収容人員はホームページによれば、客席232席とのことで、こじんまりとした劇場である。舞台も図面を大まかに読むと、間口は約12m、奥行きは約8mである。歌劇の舞台としては、俳優が数人と、グランドピアノが左手(下手)にあり、ピアノの鍵盤は客席側で、蓋は舞台の俳優側に向かって開けてある。舞台セットは石の柱が2本が両脇にあるだけなので、俳優の動きに邪魔な感じはない。ただし幕設備もスクリーンも強いて言えば吸音材なので、音が客席の方向へ向かうのはほぼ直接音だけとなってしまっている。したがってオペラの舞台としては吸音が多いため、ピアノも大きな音で、またオペラの人も大声を出して、演じる必要があったのではないか?もう少し舞台を囲うような舞台セットがあればよかったような気がするが、費用の問題があるのかもしれない。
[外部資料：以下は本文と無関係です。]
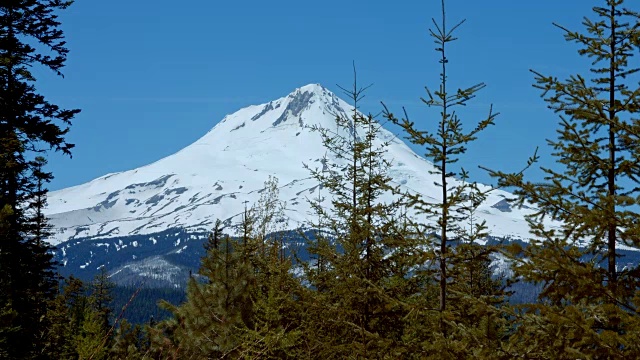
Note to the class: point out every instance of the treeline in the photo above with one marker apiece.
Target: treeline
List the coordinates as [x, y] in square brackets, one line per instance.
[376, 282]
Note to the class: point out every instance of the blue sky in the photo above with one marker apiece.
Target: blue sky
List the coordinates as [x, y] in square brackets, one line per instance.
[151, 77]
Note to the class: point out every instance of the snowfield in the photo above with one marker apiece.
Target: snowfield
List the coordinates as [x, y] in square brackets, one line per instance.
[225, 170]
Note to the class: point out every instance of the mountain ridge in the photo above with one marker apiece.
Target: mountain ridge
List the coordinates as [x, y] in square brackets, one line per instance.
[220, 173]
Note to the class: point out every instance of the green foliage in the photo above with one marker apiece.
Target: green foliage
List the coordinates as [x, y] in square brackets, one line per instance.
[30, 37]
[588, 304]
[237, 305]
[465, 321]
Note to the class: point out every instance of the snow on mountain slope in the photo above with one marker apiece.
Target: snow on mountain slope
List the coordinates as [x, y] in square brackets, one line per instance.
[224, 171]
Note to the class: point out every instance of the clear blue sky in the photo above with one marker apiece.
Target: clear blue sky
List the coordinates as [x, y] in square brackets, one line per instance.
[151, 77]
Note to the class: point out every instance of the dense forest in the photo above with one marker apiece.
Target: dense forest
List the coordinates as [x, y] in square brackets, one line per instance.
[373, 282]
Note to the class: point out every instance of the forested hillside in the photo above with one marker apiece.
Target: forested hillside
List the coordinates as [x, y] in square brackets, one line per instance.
[380, 271]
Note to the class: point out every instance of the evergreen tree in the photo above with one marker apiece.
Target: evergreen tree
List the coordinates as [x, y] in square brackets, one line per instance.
[29, 124]
[233, 306]
[353, 311]
[588, 306]
[467, 293]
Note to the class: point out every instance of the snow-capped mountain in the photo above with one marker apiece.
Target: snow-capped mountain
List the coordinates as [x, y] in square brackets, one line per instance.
[218, 176]
[222, 172]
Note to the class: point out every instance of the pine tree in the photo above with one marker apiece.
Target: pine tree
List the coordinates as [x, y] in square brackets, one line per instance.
[352, 311]
[29, 124]
[589, 302]
[461, 267]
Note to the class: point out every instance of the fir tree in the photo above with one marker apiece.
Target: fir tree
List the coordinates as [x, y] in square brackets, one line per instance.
[29, 36]
[356, 242]
[589, 302]
[462, 268]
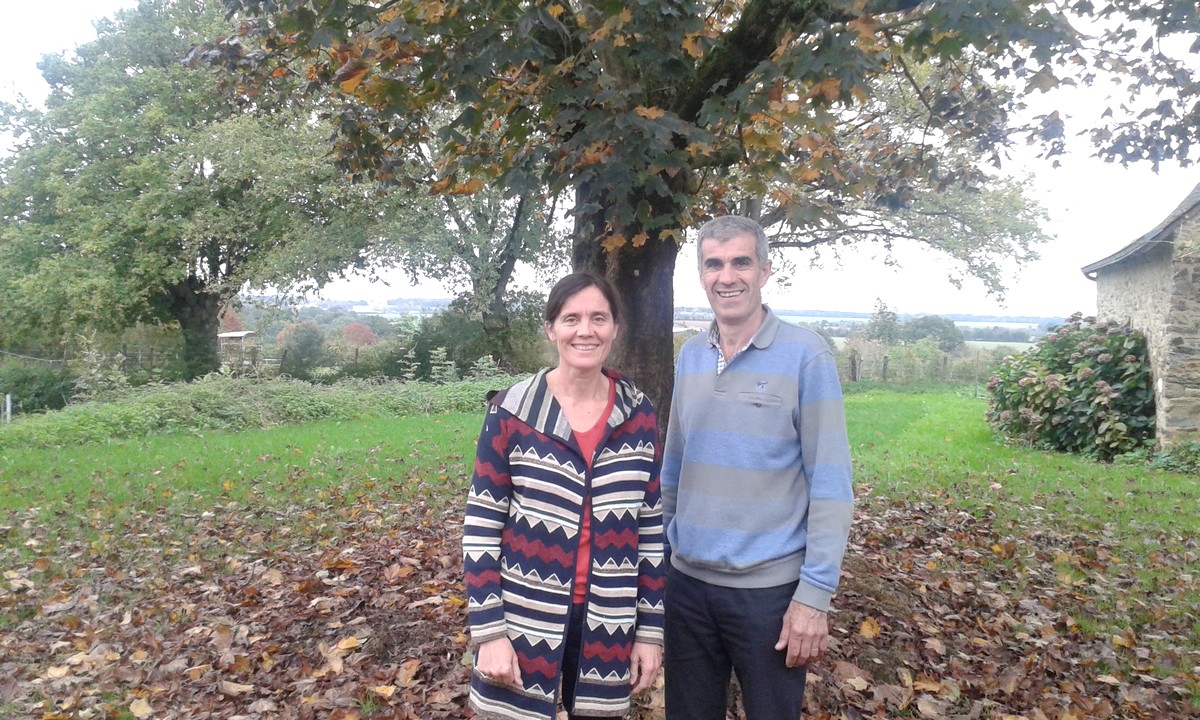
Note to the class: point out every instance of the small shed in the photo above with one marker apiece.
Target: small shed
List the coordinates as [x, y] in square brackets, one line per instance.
[237, 347]
[1153, 286]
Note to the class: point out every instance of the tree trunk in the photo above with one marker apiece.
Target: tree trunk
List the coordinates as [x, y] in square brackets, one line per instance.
[643, 280]
[197, 311]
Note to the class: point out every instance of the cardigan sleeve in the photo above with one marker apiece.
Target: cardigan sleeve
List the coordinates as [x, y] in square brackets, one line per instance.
[487, 511]
[651, 569]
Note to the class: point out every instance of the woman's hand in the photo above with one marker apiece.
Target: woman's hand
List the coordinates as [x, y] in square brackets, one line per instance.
[496, 660]
[645, 663]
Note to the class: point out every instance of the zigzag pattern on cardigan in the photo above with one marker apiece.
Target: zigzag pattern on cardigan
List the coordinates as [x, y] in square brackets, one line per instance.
[521, 537]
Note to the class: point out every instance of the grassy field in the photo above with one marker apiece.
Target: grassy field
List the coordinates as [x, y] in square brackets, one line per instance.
[316, 564]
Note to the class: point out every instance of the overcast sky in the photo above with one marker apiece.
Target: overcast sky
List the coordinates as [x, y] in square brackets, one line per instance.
[1095, 210]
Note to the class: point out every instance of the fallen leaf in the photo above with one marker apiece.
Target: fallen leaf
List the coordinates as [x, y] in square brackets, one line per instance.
[869, 629]
[234, 689]
[408, 672]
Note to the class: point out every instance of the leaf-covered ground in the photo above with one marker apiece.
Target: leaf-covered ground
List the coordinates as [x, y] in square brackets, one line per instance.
[221, 615]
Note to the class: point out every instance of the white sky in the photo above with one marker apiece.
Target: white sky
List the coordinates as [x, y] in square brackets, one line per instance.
[1095, 210]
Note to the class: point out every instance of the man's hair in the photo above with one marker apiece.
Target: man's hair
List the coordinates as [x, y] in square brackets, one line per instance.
[574, 283]
[730, 226]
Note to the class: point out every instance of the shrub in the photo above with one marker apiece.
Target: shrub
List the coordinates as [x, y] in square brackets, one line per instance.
[1084, 388]
[36, 385]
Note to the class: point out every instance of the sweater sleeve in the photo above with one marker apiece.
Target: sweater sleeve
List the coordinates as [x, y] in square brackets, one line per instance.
[487, 510]
[672, 463]
[651, 569]
[825, 448]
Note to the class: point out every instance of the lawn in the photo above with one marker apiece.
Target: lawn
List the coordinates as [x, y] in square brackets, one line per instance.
[313, 571]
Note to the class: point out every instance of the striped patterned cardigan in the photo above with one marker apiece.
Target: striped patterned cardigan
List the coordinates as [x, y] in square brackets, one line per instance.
[521, 537]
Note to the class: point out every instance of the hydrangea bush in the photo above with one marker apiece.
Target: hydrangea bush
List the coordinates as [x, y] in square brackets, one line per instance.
[1085, 388]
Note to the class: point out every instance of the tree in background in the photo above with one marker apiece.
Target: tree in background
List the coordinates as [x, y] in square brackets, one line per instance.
[357, 335]
[883, 325]
[653, 115]
[301, 347]
[142, 193]
[229, 322]
[472, 243]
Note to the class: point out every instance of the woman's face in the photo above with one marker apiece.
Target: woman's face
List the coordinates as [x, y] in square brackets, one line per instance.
[583, 330]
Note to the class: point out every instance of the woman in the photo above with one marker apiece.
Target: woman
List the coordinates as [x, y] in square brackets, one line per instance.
[563, 539]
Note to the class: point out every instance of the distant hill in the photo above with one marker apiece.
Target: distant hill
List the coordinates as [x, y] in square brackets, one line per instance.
[696, 313]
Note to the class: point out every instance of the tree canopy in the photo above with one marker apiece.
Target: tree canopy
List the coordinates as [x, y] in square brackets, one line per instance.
[833, 120]
[142, 193]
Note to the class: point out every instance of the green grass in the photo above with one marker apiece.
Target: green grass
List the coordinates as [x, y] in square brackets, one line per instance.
[1111, 549]
[274, 472]
[912, 443]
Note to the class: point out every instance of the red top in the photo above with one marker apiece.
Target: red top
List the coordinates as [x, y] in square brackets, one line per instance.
[588, 441]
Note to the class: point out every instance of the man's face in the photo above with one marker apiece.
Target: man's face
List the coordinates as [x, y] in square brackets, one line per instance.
[732, 279]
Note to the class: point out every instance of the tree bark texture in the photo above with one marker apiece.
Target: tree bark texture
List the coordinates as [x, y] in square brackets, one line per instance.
[197, 311]
[643, 279]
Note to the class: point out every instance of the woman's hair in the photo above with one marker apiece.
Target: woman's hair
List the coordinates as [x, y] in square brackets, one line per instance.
[574, 283]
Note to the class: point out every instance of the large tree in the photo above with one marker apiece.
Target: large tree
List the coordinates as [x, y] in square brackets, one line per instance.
[832, 120]
[139, 192]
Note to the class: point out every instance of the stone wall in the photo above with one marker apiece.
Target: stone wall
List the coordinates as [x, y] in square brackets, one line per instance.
[1158, 292]
[1177, 391]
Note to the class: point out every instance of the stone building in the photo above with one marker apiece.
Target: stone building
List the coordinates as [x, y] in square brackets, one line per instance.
[1153, 285]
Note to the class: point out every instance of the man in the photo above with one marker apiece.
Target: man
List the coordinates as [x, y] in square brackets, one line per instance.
[756, 495]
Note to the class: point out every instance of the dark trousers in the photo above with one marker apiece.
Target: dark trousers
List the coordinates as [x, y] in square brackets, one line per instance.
[573, 648]
[712, 630]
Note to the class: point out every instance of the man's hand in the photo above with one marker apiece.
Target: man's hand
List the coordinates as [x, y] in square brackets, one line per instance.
[643, 665]
[496, 660]
[805, 634]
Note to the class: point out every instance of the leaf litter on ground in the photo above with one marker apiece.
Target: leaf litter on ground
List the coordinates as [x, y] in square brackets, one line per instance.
[355, 610]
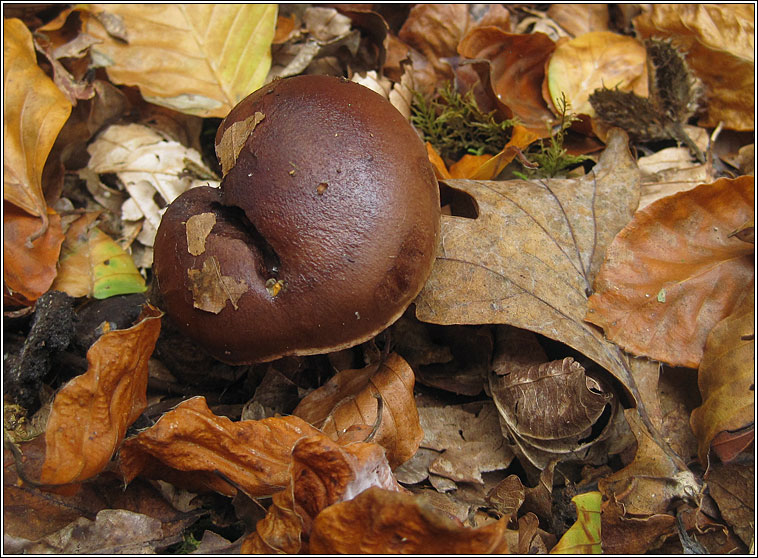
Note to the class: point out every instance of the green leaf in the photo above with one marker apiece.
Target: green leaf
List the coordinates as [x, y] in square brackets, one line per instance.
[583, 537]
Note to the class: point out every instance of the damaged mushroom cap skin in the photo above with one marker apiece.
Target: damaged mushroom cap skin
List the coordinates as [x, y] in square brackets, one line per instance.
[324, 229]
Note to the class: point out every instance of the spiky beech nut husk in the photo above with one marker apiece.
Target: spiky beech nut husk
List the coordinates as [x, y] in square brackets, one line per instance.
[322, 233]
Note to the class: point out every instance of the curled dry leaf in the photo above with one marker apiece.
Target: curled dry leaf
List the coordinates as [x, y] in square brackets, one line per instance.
[253, 454]
[147, 162]
[435, 30]
[350, 398]
[652, 481]
[379, 521]
[34, 111]
[90, 414]
[719, 40]
[591, 61]
[322, 473]
[674, 272]
[199, 59]
[551, 410]
[29, 271]
[517, 70]
[529, 257]
[726, 378]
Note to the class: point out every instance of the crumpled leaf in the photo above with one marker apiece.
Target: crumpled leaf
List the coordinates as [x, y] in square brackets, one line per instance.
[465, 439]
[93, 264]
[580, 66]
[517, 70]
[583, 537]
[90, 414]
[29, 271]
[34, 111]
[732, 486]
[199, 59]
[434, 30]
[529, 257]
[149, 163]
[378, 521]
[322, 474]
[551, 410]
[726, 378]
[719, 40]
[253, 454]
[674, 272]
[350, 398]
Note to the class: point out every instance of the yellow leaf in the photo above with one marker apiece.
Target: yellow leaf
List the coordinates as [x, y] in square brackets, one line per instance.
[34, 113]
[583, 537]
[199, 59]
[594, 60]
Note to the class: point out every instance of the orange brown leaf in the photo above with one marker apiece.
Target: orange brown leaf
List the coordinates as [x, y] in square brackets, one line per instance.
[726, 379]
[34, 111]
[322, 473]
[90, 414]
[348, 399]
[29, 271]
[517, 71]
[253, 454]
[379, 521]
[674, 272]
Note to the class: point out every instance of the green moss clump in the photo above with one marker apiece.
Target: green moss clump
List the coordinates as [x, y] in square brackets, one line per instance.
[455, 125]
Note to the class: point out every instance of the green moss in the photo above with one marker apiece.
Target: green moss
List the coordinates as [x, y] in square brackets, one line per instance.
[550, 157]
[455, 125]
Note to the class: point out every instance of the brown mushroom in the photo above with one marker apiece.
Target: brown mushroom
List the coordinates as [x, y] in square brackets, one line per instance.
[323, 231]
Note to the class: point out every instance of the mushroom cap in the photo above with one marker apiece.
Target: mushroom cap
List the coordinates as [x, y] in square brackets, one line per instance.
[322, 233]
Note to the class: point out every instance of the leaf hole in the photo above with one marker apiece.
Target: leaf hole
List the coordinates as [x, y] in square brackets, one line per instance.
[457, 203]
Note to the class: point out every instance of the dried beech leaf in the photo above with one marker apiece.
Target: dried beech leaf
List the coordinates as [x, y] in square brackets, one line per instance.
[650, 483]
[112, 532]
[199, 59]
[34, 111]
[726, 377]
[719, 40]
[583, 537]
[732, 486]
[349, 399]
[591, 61]
[29, 271]
[382, 522]
[529, 257]
[435, 30]
[468, 438]
[254, 454]
[211, 290]
[517, 70]
[90, 414]
[674, 272]
[322, 474]
[146, 161]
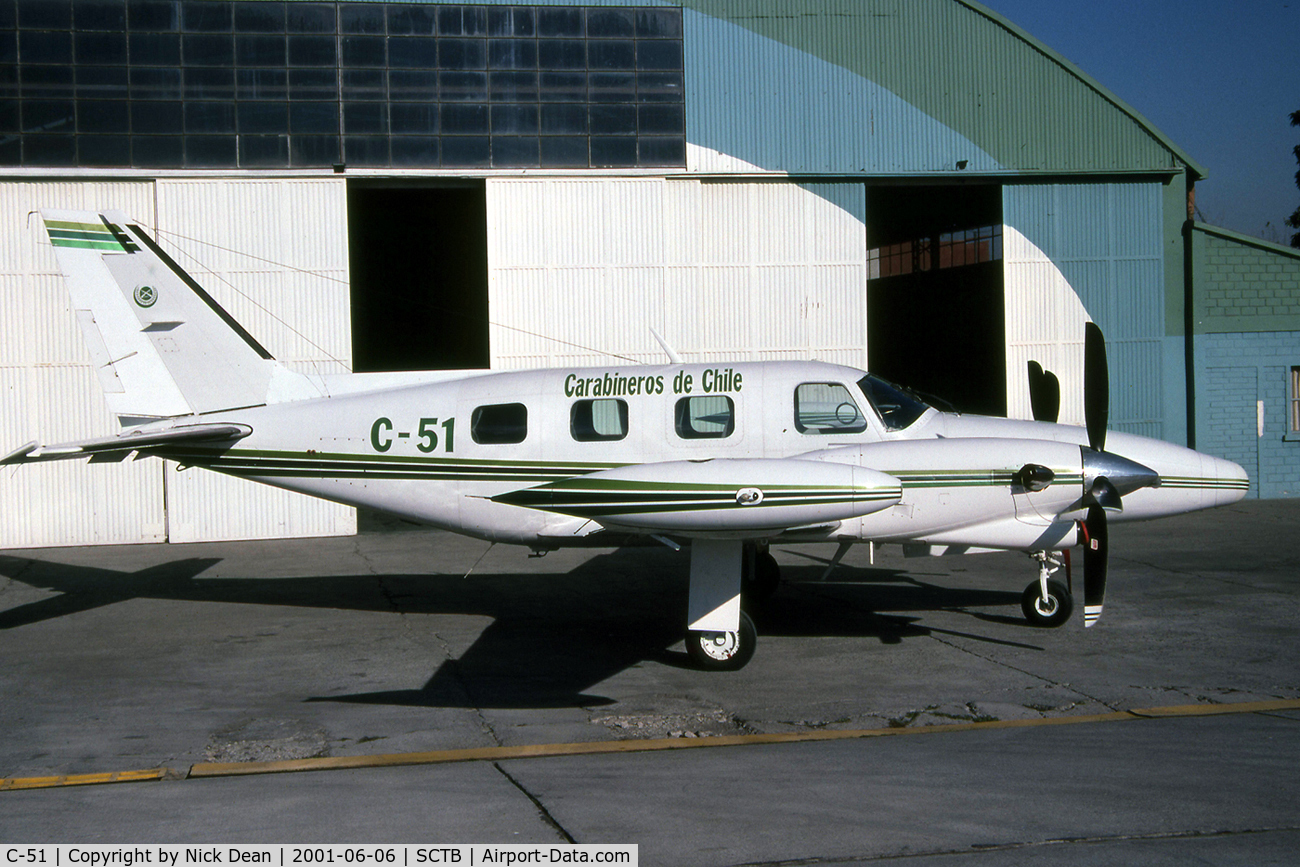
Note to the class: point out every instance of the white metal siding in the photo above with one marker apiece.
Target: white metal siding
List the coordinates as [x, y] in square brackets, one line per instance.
[580, 271]
[50, 391]
[274, 255]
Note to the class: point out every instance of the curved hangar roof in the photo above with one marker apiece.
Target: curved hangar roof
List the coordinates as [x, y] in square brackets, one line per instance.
[898, 87]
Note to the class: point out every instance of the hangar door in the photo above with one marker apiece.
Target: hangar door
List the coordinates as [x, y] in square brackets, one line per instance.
[935, 307]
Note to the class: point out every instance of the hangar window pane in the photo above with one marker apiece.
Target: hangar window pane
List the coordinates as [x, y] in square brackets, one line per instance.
[598, 420]
[705, 417]
[499, 424]
[506, 60]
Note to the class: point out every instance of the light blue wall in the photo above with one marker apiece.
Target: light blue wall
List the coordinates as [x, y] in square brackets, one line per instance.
[1234, 371]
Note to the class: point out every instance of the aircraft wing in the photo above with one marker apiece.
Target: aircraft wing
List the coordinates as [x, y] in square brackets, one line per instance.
[716, 497]
[113, 449]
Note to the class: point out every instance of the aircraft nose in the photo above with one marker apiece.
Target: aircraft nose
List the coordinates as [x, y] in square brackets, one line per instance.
[1226, 481]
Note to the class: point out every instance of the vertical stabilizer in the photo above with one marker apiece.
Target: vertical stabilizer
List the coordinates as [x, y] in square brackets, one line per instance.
[160, 345]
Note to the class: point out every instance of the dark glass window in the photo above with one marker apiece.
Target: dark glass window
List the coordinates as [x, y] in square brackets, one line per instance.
[263, 151]
[155, 50]
[157, 117]
[206, 16]
[263, 50]
[152, 14]
[263, 117]
[360, 17]
[103, 116]
[155, 83]
[311, 51]
[44, 47]
[313, 117]
[705, 416]
[501, 423]
[363, 51]
[51, 14]
[310, 83]
[100, 48]
[514, 120]
[559, 22]
[310, 17]
[104, 150]
[259, 16]
[207, 50]
[100, 14]
[598, 420]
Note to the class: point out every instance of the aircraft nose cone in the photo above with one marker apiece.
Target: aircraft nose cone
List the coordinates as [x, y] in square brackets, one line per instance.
[1123, 475]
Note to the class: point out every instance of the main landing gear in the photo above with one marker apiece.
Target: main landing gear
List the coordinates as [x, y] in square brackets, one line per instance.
[724, 575]
[723, 650]
[1047, 603]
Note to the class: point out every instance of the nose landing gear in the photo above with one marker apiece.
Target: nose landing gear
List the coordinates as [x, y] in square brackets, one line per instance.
[1047, 603]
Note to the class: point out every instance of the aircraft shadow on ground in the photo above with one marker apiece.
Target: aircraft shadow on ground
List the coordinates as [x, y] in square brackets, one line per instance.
[553, 636]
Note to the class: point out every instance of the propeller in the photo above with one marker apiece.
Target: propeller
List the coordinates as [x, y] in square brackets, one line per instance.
[1101, 491]
[1095, 543]
[1044, 394]
[1096, 386]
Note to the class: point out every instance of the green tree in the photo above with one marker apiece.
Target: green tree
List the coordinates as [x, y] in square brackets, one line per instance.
[1294, 220]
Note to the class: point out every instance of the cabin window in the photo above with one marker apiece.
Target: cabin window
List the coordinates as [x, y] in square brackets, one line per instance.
[827, 408]
[706, 416]
[598, 420]
[499, 423]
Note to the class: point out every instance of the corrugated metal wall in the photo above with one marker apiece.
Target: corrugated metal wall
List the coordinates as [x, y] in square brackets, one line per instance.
[581, 271]
[274, 255]
[1104, 243]
[50, 391]
[888, 86]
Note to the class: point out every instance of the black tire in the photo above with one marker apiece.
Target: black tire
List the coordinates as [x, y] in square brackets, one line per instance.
[1052, 612]
[723, 650]
[762, 582]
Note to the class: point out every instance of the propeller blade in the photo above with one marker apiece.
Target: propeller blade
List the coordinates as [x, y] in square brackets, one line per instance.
[1093, 564]
[1044, 394]
[1096, 386]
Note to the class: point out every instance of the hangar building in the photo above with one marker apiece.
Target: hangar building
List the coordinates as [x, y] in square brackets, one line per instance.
[918, 187]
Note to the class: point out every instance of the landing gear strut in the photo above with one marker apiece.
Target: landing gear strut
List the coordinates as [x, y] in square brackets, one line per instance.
[1047, 603]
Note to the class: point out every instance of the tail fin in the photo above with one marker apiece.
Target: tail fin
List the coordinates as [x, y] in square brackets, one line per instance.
[160, 345]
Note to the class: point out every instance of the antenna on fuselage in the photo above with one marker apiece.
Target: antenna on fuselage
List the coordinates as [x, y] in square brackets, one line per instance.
[672, 352]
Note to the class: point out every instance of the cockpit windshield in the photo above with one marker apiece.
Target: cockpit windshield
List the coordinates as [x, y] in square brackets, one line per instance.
[896, 407]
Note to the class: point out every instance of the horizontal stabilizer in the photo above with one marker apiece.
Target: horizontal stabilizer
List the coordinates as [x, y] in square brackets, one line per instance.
[121, 445]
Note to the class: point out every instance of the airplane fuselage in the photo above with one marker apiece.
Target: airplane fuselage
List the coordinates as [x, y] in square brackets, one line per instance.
[438, 452]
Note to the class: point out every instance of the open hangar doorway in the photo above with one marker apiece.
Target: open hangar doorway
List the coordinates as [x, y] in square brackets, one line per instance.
[935, 295]
[417, 261]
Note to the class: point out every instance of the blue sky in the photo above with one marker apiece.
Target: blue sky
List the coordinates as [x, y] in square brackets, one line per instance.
[1220, 78]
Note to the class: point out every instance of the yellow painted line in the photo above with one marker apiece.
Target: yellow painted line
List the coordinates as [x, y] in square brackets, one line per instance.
[651, 745]
[85, 779]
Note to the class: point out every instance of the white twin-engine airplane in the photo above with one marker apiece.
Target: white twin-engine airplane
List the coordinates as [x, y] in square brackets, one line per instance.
[727, 456]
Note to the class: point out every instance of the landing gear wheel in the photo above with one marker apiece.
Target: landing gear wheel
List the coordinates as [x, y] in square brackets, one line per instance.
[723, 650]
[1049, 612]
[761, 584]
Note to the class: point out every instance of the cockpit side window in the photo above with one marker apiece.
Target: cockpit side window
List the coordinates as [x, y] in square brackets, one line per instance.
[897, 408]
[703, 417]
[827, 408]
[598, 420]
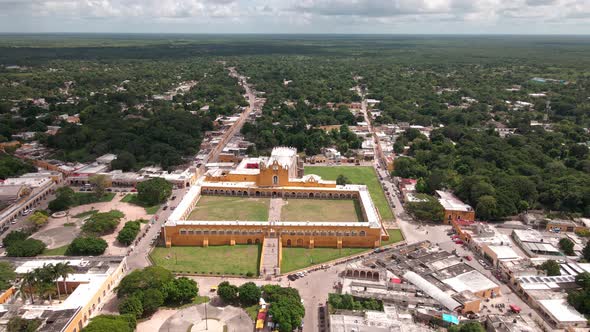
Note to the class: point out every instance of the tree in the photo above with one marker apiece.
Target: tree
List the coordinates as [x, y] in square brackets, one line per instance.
[406, 167]
[342, 180]
[129, 232]
[65, 197]
[227, 292]
[486, 207]
[99, 181]
[62, 270]
[152, 299]
[131, 305]
[586, 252]
[17, 324]
[154, 191]
[551, 267]
[180, 290]
[13, 237]
[583, 280]
[467, 327]
[428, 209]
[39, 219]
[567, 246]
[87, 246]
[125, 161]
[138, 280]
[103, 223]
[249, 294]
[7, 275]
[26, 248]
[112, 323]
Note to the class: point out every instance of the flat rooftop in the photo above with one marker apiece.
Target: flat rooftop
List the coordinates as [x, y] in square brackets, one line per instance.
[451, 202]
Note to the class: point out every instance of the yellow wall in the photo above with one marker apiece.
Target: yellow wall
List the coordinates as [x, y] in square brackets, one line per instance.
[7, 295]
[290, 236]
[82, 317]
[454, 215]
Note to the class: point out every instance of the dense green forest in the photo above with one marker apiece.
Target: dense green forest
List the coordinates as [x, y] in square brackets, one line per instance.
[465, 87]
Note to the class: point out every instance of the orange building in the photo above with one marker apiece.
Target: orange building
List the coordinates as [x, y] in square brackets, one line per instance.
[455, 209]
[280, 175]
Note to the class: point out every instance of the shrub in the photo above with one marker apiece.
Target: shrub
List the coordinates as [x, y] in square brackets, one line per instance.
[103, 223]
[87, 246]
[25, 248]
[129, 232]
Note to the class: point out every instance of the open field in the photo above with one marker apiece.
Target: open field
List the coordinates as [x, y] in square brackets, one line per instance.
[231, 208]
[395, 235]
[237, 260]
[358, 175]
[300, 258]
[321, 210]
[132, 199]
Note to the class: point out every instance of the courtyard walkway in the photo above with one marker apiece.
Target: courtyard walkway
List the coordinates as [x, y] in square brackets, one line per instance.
[276, 205]
[270, 260]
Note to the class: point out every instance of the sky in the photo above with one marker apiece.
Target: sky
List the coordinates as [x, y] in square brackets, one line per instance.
[297, 16]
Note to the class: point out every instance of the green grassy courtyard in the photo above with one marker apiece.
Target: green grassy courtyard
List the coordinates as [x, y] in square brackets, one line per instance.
[395, 236]
[300, 258]
[236, 260]
[132, 199]
[321, 210]
[358, 175]
[231, 208]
以下に示すパンフレットにあるイル・トロヴァトーレのあらすじによれば、15世紀初頭、スペインのアラゴンのできごとで、先代の伯爵には二人の息子があり、兄は今の伯爵(ルーナ伯爵)、弟(マンリーコ)は幼い頃より行方不明で、今も捜索が続けられている。実際はジプシー女(アズチューナ)がさらったが、マンリーコはこのアズチューナを実の母と思いこむ。さらにアラゴン侯爵夫人の女官(レオノーラ)が謎の吟遊詩人(イル・トロヴァトーレ)、実はマンリーコに思いを寄せる。しかしさらにこのレオノーラにルーナ伯爵も思いを寄せている。したがって話としてはルーナ伯爵と実際の弟マンリーコは恋敵となって話が展開する。さらにジプシー女が昔の恨みを晴らすために暗躍する。
物語そのものは悲劇で終わるのだが、物語としては一瞬結婚式になりそうになったり、決闘の場面があったり、火あぶりになったり、ドラマティックな展開が面白いので、魅力的なオペラ展開となっている。
物語の時代の15世紀(1400年代)は、日本では室町時代、戦国時代に入る前、中国は明の時代が始まったばかり、イタリアではブルネレスキがフィレンツエにルネッサンス様式のマリア大聖堂を建設したころとなっているが、実際の原作はスペインのアントニオ・ガルシア・グラディスで、1836年のことのようだ。日本で言えばほぼ幕末。オペラ「イル・トロヴァトーレ」はヴェルディの作で、1853年のことである。なんでこんなドラマティックなオペラができたのだろうか?観客は大変楽しんだと思う。そのような時、世の中が安定しているといいと思うのだが。日本では江戸時代の終わりに近い時で、旧金毘羅大芝居金丸座が1835年にできている。